People (mental health professionals and fellow patients alike) don't understand my hopefully former
self-harming. It was brutal, not the type of temporary relief from pain many
do. It was, at times, nearly suicidal, though that was never my intent. My
motivation was to get into a psych unit, even as that was a crapshoot, an
uncertainty about which hospital I'd land in and what type of staff would be
overseeing me. I wanted out of my head, or just to be cared for, in episodes
where I felt out of myself and lost in the depth of life. It was bipolar and obsessive-compulsive
disorder (OCD) mixed with premenstrual dysphoric disorder (PMDD), a potent
concoction that rose in me & overwhelmed me.

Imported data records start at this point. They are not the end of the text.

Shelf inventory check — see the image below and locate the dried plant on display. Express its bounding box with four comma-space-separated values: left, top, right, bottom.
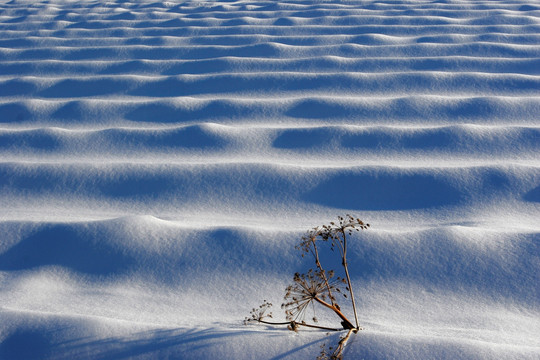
245, 215, 369, 359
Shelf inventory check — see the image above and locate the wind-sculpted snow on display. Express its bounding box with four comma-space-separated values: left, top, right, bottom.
0, 0, 540, 360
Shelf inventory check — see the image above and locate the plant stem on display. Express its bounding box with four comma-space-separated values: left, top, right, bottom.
257, 320, 343, 331
314, 297, 355, 329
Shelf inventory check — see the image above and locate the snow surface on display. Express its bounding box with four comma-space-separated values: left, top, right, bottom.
0, 0, 540, 360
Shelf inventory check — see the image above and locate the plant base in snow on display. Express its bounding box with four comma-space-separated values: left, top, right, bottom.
244, 215, 369, 359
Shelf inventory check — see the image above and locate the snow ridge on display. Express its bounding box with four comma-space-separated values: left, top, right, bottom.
0, 0, 540, 359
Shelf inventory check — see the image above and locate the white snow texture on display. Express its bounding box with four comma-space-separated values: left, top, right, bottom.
0, 0, 540, 360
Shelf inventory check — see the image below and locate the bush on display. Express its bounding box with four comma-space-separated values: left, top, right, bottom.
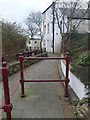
77, 51, 90, 66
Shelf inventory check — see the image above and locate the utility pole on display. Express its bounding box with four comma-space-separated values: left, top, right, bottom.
52, 2, 55, 53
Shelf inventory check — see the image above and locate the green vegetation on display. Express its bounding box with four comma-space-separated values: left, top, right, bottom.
65, 31, 90, 85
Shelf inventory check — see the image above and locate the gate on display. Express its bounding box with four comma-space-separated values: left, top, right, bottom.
19, 53, 70, 97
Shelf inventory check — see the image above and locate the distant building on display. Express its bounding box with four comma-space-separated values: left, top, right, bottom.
42, 3, 90, 53
26, 38, 41, 51
42, 3, 61, 52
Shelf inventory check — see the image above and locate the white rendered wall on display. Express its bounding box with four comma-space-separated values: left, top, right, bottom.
61, 60, 87, 100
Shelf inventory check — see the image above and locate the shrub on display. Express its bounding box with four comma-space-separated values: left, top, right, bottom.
77, 51, 90, 66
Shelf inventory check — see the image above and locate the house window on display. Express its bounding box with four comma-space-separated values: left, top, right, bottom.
34, 41, 37, 43
47, 23, 49, 33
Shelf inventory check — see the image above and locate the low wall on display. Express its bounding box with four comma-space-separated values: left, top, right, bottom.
60, 60, 87, 100
8, 53, 48, 76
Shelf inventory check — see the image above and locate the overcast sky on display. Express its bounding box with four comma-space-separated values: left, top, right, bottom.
0, 0, 52, 24
0, 0, 88, 27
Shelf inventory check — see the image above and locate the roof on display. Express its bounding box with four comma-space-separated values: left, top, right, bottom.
42, 2, 54, 14
59, 8, 90, 20
30, 38, 41, 40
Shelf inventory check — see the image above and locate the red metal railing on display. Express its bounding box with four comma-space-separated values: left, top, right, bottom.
0, 62, 12, 120
19, 53, 70, 97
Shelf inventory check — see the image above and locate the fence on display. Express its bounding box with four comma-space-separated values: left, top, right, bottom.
19, 53, 70, 97
0, 50, 70, 120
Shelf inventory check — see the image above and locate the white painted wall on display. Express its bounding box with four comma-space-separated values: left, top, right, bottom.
61, 60, 87, 100
43, 4, 61, 52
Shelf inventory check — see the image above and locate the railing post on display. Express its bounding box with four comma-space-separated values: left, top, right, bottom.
2, 62, 12, 120
44, 47, 46, 52
19, 53, 25, 97
65, 52, 70, 97
41, 48, 43, 53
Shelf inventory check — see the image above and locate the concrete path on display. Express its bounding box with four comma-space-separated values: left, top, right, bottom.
3, 54, 74, 118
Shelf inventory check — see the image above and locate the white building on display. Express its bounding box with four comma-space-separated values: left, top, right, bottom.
42, 3, 61, 52
42, 2, 90, 52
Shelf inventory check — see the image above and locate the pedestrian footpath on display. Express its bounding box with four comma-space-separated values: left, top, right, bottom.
3, 54, 74, 118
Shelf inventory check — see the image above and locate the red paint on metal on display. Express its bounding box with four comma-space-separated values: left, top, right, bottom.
24, 80, 65, 82
19, 53, 25, 97
65, 52, 70, 97
19, 53, 70, 97
2, 62, 12, 120
23, 57, 65, 60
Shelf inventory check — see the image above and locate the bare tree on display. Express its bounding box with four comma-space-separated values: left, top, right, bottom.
55, 0, 88, 51
26, 12, 42, 39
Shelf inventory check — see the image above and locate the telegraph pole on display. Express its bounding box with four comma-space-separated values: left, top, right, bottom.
52, 2, 55, 53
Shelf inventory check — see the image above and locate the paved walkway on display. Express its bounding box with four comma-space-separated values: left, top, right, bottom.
3, 54, 73, 118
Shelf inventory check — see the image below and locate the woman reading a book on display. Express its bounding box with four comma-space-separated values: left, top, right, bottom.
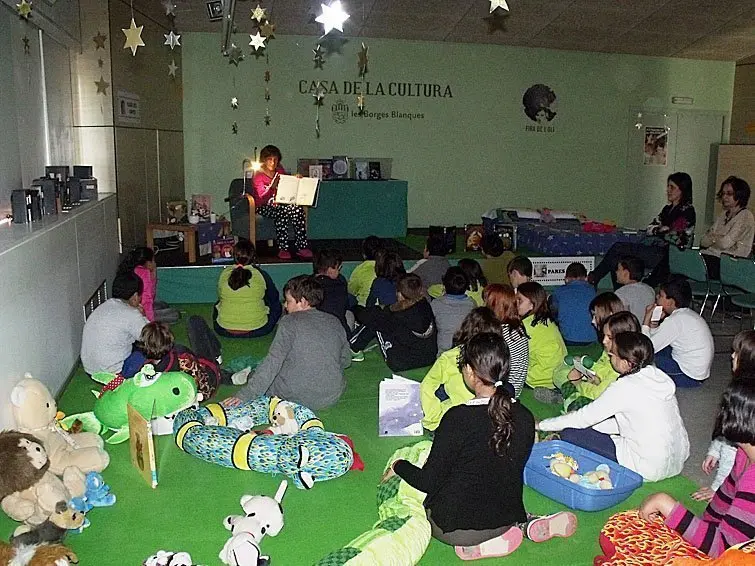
252, 145, 312, 260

The thoughts were ceaseless.
Those incidents
were torturous & hard to treat because I didn't feel comfortable about revealing
the true nature of them.
I was savage
about it and threw myself into an uncertain void.
My
self-harming wasn't the common type.
The
treatment I was offered really didn’t help. Dialectical Behavioral Therapy
(DBT) groups restricted any talk of emotions or discussing actual self-injury
feelings. I didn’t need to be taught skills. I wanted to rage, to scream about
how hard life was and the unfair parts of growing up and how weird I felt, and
to feel safe doing so, and to be supported. Yet, I got DBT instead and lots of
meds, and lots of hospitalizations.
I tried a
30-day program, just for self-injurers, that allowed for some expression of
grievances and hurt through specific writing assignments. Therapeutic support
was good there, but then I had to fly back home, back to my actual life. My
regular therapist failed to continue the work started in the program, even
though she’d recommended me there. The focus and intensity that had benefitted
me slowly wore off.
Self-harm
stopped serving my needs after I detoxed from too many psych meds and entered menopause,
haphazard combinations of meds and monthly PMDD no longer amplifying my
distress. Now that I’m seeing a competent psychiatrist who only has me taking
one med, bipolar ups and downs aren’t plaguing me either.
I only know
my own self-injury patterns and how they finally ceased. I can’t tell anyone to
not do it, that things will get better, that permanent scars might be a regret.
I’m not an expert.
It’s all part of dangerous chapters in my life as I dealt with mental illness. I can’t wish it all away, but I take what I know now to pursue the right treatment and appreciate taking good care of myself.